Having a child in this kind of situation.

You can't read this without the main message being - don't screw up the days you have on trivia.  Not a new idea, but this is a good vessel to express it.

Tuesday, November 02, 2021

The Old Curiosity Shop (Charles Dickens, 1841)

(555 pages)

I was much interested in this particular Dickens work - partly because of the descriptions in his biography of readers in America - as installations of the serialized book reached American shores, supposedly crowds on the waterfront were shouting "What happened to Little Nell?"

But in the story arc, I found Little Nell a bit flat.  And her grandfather a bit annoying.

Swiveller - an unexpected role!  The schoolmaster plays a key role.  The "small servant" at the law firm, also.  Kit (and his mother), Barbara (and her mother).

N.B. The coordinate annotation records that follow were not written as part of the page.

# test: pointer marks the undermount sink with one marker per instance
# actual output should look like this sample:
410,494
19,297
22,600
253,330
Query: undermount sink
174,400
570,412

The dwarf (Quilp) - drove a lot of action; mostly comic character.  Nell's unkind brother.  The two lawyers aren't very nice.

I read this immediately after the Joseph Conrad novel described below.  OK the two authors are going for different things.  But the difference in character-drawing is so striking.  Dickens characters often one-dimensional, but he's effective at driving a plot using this.  Conrad characters so much more balanced, complicated.  

These are just enjoyable reads.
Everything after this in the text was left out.